BeClaude
Industry2026-06-20

Ask HN: Do you use Claude Code, Codex, or something else?

Source: Hacker News

Do you use Claude Code, Codex, or a different vibe coding/agentic engineering tool for most of your work? Why?

The Developer Tooling Divide: Claude Code vs. Codex

A recent Hacker News thread posed a deceptively simple question to the engineering community: "Do you use Claude Code, Codex, or something else?" The responses reveal a rapidly fragmenting landscape in AI-assisted development, where tool choice is no longer just about code completion but about fundamentally different philosophies of human-machine collaboration.

What Happened

The thread surfaced a growing schism in how developers integrate AI into their workflows. Claude Code (Anthropic's agentic coding tool) and Codex (GitHub's Copilot evolution) represent two competing paradigms. Users reported that Claude Code excels at autonomous, multi-step reasoning tasks—such as refactoring entire codebases or debugging complex logic chains—while Codex remains preferred for inline suggestions and real-time pair programming. Notably, several commenters mentioned abandoning both for lighter-weight alternatives like Aider or local models, citing cost, latency, or control concerns.

Why It Matters

This isn't a trivial "which tool is better" debate. It signals a maturation of the AI coding market where practitioners are making deliberate trade-offs:

  • Agentic vs. Assistive: Claude Code operates as an autonomous agent that can plan, execute, and iterate without constant prompting.
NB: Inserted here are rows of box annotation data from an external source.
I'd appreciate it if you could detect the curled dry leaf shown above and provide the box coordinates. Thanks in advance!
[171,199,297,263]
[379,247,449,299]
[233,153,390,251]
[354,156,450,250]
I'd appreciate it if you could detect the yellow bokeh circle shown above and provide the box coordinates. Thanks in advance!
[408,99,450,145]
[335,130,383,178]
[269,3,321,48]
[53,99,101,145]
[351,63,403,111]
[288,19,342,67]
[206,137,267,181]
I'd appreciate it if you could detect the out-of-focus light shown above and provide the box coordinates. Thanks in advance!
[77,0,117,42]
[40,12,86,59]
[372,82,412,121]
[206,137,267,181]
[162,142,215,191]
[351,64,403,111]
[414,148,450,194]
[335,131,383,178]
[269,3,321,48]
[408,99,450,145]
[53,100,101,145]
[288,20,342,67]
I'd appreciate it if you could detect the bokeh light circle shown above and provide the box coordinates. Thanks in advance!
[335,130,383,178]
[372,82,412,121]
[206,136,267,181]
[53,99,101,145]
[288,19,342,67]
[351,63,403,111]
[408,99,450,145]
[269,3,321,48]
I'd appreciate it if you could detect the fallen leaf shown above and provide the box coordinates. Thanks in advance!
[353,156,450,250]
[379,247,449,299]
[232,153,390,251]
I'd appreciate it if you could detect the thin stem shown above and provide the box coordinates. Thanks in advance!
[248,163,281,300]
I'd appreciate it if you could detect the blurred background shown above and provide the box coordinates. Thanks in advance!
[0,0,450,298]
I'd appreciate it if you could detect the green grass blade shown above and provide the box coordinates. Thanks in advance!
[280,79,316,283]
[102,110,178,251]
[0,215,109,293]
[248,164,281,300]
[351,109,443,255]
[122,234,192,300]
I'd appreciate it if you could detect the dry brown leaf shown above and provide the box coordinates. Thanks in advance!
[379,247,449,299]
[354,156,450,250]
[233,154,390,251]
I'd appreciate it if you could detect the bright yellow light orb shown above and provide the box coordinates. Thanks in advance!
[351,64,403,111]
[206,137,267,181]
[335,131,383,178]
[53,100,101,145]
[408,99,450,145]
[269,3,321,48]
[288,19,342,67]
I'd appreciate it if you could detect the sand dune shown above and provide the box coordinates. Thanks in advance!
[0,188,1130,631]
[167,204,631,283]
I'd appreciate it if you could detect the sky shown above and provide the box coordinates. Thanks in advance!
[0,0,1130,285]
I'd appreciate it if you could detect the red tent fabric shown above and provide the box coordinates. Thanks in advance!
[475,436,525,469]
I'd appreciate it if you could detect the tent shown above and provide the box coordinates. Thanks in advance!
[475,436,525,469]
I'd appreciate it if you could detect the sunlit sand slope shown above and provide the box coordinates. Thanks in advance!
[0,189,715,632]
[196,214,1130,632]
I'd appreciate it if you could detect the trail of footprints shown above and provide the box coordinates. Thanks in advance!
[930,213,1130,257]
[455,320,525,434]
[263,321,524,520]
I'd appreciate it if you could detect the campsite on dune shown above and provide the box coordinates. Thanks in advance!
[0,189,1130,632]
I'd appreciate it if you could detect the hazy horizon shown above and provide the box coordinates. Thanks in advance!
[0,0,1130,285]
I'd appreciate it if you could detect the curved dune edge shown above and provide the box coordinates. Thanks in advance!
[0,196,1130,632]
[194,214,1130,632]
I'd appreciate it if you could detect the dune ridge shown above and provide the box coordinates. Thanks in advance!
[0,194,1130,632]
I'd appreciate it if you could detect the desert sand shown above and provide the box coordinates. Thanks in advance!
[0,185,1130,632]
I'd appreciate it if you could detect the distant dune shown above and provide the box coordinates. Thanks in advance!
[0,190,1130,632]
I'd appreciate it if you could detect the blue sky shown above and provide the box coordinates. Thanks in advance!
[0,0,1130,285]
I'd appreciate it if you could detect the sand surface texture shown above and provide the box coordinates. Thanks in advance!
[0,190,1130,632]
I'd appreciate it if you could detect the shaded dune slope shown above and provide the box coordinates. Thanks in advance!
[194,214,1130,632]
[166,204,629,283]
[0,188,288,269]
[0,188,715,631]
Codex (and Copilot) remain largely reactive, completing lines or blocks as you type. The choice reflects whether developers want a collaborator or a delegate.
  • Cost calculus: Several HN users noted that Claude Code's token consumption for complex tasks can become expensive quickly, while Codex's per-seat pricing feels more predictable. This mirrors enterprise concerns about AI operational costs.
  • Trust and transparency: Developers who switched to local models (e.g., CodeLlama, DeepSeek) cited data privacy and the ability to audit model behavior. This suggests that for production code, some teams prioritize explainability over raw capability.

Implications for AI Practitioners

The thread underscores three practical realities:

  • No one-size-fits-all tool exists. The most effective practitioners are building layered workflows—using Claude Code for architectural reasoning, Codex for boilerplate, and traditional IDEs for debugging.
  • The "vibe coding" era is ending. Early adopters who used AI indiscriminately are now developing heuristics for when to delegate versus when to write code manually. This is a healthy professionalization of AI-assisted development.
  • Tool switching costs are real. Several commenters described painful migrations between tools, losing context and custom configurations. This suggests that platform lock-in may become a competitive moat for Anthropic and GitHub.

Key Takeaways

  • The Claude Code vs. Codex debate reflects a fundamental choice between autonomous agentic workflows and reactive assistive tools, not just brand preference.
  • Cost, latency, and data privacy concerns are driving a subset of developers toward local models and lighter alternatives.
  • Mature AI practitioners are building hybrid workflows, using different tools for different cognitive loads rather than relying on a single solution.
  • Tool switching friction is emerging as a hidden cost, suggesting that ecosystem stickiness will shape the next phase of the AI coding market.